As funções são específicas: o N integra aminoácidos, proteínas, ácidos nucleicos e clorofila; o P participa de ATP, ácidos nucleicos e fosfolipídios; o K regula o potencial osmótico, a abertura estomática e a ativação enzimática; o Ca forma a lamela média e atua como mensageiro celular; o Mg é o átomo central da clorofila; o S compõe aminoácidos sulfurados; e os micronutrientes funcionam sobretudo como cofatores enzimáticos, caso do Fe nos citocromos e do Mo na fixação do nitrogênio.

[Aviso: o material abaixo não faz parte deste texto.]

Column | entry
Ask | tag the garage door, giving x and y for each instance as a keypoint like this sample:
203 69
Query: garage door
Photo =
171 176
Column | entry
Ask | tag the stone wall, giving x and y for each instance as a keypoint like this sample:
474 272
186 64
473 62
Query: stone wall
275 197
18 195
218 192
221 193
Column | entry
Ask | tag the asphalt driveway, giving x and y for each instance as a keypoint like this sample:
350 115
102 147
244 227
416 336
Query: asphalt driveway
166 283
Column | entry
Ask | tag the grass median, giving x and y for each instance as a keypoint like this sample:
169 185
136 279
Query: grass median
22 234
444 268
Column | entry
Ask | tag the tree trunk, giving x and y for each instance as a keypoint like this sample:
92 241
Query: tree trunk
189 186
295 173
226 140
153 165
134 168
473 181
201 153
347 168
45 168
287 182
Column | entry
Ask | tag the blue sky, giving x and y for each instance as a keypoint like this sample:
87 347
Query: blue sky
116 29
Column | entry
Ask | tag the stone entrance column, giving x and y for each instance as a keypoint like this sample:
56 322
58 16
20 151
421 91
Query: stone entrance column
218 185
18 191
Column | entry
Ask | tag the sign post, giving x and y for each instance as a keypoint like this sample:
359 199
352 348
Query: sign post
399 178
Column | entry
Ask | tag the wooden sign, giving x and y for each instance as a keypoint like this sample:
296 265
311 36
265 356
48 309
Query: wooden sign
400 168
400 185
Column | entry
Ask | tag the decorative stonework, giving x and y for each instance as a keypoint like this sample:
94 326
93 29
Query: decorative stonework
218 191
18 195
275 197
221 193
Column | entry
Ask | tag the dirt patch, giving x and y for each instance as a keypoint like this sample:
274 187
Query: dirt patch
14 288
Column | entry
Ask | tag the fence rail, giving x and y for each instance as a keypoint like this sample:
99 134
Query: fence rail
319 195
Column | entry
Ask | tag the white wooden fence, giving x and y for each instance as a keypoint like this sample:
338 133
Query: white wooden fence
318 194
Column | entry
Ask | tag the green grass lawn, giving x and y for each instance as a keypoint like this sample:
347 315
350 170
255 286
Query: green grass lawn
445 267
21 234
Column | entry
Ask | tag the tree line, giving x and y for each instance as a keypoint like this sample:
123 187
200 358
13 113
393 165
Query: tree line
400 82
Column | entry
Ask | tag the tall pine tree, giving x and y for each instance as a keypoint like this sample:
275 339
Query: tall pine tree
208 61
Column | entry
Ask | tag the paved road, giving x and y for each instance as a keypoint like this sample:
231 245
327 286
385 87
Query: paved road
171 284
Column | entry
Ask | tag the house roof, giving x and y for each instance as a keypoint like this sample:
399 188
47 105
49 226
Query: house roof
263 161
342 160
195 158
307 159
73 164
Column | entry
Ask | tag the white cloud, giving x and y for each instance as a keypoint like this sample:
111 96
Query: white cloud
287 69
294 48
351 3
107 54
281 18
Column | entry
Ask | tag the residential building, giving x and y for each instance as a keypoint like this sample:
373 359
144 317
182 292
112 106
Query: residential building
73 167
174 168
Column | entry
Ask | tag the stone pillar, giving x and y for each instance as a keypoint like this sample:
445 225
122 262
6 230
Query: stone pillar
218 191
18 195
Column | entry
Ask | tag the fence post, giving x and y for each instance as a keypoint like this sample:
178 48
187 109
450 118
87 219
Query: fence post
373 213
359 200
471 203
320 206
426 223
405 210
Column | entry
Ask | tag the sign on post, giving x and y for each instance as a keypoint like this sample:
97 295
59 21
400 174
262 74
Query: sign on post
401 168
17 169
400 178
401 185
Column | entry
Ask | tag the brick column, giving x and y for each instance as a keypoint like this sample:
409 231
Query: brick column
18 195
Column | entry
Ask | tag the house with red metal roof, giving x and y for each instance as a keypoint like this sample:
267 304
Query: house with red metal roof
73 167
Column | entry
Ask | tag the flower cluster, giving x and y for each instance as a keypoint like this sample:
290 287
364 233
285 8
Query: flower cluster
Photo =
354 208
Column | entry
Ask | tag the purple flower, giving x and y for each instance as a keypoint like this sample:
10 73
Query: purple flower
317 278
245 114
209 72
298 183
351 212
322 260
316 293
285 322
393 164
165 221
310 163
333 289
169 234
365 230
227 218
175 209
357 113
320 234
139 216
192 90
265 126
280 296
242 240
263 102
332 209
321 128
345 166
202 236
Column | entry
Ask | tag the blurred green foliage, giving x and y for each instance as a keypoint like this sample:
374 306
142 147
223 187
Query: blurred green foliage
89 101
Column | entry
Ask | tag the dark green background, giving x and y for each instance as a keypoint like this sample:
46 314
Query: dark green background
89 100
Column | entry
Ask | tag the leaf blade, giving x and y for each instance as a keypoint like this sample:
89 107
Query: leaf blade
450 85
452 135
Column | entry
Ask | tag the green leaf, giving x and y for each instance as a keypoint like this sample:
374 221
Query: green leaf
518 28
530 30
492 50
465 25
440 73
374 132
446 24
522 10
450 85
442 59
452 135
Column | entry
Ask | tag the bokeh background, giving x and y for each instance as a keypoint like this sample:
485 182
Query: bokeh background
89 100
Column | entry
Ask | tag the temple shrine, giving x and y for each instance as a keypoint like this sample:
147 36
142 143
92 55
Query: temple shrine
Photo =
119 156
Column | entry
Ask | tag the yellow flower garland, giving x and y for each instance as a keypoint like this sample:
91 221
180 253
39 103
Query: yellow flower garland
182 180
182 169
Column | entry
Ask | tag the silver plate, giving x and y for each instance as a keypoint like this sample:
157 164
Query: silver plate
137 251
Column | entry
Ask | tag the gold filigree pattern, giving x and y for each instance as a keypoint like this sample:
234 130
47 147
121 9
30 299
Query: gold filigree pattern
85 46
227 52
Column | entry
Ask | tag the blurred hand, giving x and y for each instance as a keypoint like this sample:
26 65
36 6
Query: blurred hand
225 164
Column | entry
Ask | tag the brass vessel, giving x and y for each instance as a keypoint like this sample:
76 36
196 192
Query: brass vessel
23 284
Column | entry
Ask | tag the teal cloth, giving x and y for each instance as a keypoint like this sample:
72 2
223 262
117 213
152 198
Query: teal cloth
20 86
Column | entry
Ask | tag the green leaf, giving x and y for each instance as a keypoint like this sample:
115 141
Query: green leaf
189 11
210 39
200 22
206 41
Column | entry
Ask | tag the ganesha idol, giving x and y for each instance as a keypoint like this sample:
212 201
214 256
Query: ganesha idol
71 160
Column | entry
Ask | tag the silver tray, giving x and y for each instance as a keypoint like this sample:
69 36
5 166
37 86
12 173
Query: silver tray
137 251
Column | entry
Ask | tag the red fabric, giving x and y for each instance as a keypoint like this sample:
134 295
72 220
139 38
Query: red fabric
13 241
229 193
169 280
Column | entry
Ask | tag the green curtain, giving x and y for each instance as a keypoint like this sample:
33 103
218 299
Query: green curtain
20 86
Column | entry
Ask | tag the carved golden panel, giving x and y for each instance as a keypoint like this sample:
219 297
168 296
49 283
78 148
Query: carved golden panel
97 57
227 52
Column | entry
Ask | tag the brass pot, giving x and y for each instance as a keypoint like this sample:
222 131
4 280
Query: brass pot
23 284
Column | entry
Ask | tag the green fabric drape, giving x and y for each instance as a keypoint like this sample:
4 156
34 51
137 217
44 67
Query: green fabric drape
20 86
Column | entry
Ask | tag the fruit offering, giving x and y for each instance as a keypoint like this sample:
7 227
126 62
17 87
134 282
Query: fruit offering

Como exemplo concreto, uma cultura de milho em solo arenoso pobre em nitrogênio mostra plantas baixas, com folhas inferiores amareladas em V, colmos finos e espigas pequenas, pois o N é móvel e sai das folhas velhas para sustentar os tecidos novos; adubar com ureia ou com adubo NPK reverte o quadro, ilustrando a relação entre nutrição, fotossíntese e produtividade.

Hidroponia

Cultivo sem solo, com as raízes em solução nutritiva balanceada. Permite controle preciso dos nutrientes, economia de água, ausência de pragas do solo e produção o ano todo em pequenas áreas. Foi a técnica que permitiu identificar experimentalmente quais elementos são essenciais.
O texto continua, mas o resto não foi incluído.